Greencoat Renewables agrees to acquire 51.9MW of operating wind capacity in France
Apr 01 2020 Read 526 Times
Greencoat Renewables PLC, the renewable infrastructure company invested in euro-dominated assets, is pleased to announce an agreement to acquire a portfolio of operating wind assets in France from John Laing Group for a total consideration of €30.3 million. The portfolio of three windfarms come with 16-year long term fixed rate project finance and have an overall net enterprise value of €95 million. Following the acquisition, Greencoat Renewables’ total installed capacity base will increase to 528.1MW.
The acquisition will mark the Company’s first investment in the continental European renewable energy market. The assets will benefit from France’s stable and supportive tariff regime which guarantees a fixed price for the electricity produced by the asset. All assets will benefit for fixed price Feed in Tariff (“FIT”) with a weighted average remaining FIT of 12.3 years.

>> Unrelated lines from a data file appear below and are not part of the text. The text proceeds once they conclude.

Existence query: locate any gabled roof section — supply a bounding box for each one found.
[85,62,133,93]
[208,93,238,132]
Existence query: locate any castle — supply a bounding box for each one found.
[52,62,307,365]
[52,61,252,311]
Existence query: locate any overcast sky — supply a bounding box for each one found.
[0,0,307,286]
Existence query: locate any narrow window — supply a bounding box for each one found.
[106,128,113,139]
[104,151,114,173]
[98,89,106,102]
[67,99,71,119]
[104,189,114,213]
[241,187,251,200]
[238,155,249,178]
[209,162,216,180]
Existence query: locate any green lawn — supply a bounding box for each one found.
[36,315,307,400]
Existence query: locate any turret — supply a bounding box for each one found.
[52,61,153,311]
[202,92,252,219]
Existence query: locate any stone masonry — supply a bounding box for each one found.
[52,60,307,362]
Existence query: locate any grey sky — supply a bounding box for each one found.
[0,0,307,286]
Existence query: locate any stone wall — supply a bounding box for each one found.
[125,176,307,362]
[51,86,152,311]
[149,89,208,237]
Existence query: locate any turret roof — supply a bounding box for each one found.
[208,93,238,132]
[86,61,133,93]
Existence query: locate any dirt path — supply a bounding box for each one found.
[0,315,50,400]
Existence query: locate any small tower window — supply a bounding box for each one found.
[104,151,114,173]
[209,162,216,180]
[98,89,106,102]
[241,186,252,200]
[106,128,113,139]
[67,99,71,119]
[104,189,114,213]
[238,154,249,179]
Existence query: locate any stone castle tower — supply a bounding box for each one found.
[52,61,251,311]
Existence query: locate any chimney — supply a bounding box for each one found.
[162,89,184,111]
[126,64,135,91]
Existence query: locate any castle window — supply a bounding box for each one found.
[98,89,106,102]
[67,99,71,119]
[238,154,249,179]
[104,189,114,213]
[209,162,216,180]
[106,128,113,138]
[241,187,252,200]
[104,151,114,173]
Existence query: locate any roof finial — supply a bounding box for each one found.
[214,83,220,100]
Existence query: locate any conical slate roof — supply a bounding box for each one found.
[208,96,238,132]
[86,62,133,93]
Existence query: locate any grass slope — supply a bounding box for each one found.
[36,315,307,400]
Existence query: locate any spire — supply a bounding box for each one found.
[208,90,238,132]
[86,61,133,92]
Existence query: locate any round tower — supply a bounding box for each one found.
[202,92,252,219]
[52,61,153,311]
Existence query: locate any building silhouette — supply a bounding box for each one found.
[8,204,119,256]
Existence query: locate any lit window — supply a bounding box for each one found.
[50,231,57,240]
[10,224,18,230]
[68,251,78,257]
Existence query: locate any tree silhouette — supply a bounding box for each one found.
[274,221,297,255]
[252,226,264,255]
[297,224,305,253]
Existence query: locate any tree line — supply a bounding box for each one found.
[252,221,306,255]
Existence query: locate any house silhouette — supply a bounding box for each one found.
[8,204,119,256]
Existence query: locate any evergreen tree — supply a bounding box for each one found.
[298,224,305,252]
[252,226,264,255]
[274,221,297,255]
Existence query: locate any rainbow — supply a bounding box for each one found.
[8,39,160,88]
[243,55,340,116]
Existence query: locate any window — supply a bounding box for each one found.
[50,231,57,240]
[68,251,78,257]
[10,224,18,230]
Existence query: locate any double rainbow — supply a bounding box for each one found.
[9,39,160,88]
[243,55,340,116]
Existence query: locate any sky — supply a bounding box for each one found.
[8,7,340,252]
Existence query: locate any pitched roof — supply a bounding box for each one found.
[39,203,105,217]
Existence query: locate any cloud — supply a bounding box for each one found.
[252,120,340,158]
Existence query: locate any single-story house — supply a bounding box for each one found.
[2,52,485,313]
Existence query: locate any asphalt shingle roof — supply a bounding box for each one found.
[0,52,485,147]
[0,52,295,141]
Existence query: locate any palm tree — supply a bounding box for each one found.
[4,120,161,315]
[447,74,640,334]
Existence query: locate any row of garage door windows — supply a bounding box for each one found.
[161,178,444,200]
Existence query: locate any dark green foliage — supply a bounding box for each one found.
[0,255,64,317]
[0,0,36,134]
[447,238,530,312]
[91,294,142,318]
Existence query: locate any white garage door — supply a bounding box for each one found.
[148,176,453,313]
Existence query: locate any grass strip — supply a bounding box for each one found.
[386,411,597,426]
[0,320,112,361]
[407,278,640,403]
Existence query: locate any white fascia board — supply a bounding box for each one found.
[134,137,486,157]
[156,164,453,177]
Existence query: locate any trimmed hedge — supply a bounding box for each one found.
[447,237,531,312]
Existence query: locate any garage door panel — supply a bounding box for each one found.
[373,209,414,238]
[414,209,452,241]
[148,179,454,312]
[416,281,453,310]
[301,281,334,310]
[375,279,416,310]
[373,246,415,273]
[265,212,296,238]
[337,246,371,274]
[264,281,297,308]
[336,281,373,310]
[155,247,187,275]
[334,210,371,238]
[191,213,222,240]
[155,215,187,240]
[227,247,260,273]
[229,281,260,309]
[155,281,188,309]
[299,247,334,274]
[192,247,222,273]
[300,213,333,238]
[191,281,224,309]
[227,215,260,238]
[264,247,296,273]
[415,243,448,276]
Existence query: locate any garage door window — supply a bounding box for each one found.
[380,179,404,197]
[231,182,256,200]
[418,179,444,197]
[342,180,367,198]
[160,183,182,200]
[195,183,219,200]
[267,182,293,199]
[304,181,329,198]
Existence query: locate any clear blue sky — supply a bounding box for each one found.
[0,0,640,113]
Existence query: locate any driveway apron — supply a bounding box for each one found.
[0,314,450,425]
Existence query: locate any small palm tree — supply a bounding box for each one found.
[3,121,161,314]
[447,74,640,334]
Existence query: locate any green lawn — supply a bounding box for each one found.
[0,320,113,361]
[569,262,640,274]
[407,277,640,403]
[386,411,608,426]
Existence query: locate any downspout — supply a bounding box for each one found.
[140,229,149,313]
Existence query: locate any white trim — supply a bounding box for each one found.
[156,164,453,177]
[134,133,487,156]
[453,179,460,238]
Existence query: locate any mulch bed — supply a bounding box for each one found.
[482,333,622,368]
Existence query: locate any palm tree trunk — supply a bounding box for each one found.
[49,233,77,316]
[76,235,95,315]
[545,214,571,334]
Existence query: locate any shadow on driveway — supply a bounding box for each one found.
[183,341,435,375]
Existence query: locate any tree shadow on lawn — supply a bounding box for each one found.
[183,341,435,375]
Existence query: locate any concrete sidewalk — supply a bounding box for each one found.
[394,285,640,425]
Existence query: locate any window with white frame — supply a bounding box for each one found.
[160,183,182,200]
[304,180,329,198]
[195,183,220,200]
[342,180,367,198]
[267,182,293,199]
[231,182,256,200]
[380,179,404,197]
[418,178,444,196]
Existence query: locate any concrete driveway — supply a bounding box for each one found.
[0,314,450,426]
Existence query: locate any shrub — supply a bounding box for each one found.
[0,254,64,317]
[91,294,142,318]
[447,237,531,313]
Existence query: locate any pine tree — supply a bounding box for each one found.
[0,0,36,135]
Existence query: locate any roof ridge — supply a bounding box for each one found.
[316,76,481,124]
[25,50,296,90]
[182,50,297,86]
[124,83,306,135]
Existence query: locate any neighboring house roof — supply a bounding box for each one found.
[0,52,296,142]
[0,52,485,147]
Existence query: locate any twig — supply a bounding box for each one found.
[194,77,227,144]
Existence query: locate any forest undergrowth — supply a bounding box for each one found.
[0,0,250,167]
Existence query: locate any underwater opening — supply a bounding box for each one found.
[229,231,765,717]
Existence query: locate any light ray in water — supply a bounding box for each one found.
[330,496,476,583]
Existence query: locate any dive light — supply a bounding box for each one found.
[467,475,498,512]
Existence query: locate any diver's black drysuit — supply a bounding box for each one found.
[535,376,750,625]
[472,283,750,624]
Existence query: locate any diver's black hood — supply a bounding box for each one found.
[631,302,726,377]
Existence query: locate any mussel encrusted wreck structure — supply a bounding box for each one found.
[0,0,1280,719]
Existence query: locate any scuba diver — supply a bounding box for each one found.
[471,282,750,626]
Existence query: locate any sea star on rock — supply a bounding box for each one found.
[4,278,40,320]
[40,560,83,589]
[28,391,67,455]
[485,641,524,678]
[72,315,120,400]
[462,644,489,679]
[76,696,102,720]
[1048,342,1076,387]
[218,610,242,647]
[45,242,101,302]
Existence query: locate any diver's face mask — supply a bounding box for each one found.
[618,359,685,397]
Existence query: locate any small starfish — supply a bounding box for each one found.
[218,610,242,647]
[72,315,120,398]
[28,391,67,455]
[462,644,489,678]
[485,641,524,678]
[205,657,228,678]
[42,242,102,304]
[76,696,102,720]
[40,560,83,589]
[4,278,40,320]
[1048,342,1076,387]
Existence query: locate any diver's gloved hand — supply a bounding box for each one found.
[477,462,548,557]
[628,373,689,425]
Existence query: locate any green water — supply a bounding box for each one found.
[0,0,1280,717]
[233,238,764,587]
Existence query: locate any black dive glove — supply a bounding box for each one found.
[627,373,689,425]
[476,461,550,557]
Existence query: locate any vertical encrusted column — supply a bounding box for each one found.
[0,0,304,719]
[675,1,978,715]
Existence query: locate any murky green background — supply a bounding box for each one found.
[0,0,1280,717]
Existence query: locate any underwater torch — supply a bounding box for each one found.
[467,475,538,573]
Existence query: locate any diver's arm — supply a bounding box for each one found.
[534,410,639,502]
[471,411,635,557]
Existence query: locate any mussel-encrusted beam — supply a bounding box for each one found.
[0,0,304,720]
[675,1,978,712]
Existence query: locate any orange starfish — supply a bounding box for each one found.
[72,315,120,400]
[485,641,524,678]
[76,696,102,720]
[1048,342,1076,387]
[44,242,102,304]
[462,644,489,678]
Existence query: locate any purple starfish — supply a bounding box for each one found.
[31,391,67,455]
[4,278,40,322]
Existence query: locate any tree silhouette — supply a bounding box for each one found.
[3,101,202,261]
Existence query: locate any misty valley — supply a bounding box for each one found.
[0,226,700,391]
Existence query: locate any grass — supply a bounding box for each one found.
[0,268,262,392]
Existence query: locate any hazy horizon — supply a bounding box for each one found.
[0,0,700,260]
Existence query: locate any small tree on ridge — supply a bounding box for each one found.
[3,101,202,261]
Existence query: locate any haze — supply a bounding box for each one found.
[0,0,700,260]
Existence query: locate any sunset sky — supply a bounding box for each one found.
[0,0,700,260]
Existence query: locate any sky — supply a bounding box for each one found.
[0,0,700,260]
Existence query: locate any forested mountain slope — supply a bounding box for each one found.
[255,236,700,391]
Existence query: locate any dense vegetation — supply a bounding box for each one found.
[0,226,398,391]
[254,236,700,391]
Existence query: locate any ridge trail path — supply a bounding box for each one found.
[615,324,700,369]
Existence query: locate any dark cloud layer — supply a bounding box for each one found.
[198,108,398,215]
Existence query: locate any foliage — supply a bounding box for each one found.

The acquisition will close following French regulatory approval and will be funded by the Company's €380 million credit facility. Following the acquisition, Greencoat Renewables’ total borrowings will represent 43% of Gross Asset Value.
Bertrand Gautier, Investment Manager said:
“Consistent with our long-term strategy, we are pleased to be making our first investment into the French wind market. The assets benefit from France’s stable regulatory regime, with the fixed-price Feed-in-Tariff guaranteeing power prices for the next 12.3 years. Our existing portfolio already has 97% of its cashflows contracted under REFIT until Jan 1 2028, and this acquisition further extends the proportion and duration of our fixed-price revenues.
The acquisition will bring gearing to 43%, which is towards the lower end of our target range and will provide flexibility to pursue further opportunities as they arise. We are also pleased to have partnered with John Laing, again demonstrating our ability to transact with leading investors and developers across the sector.”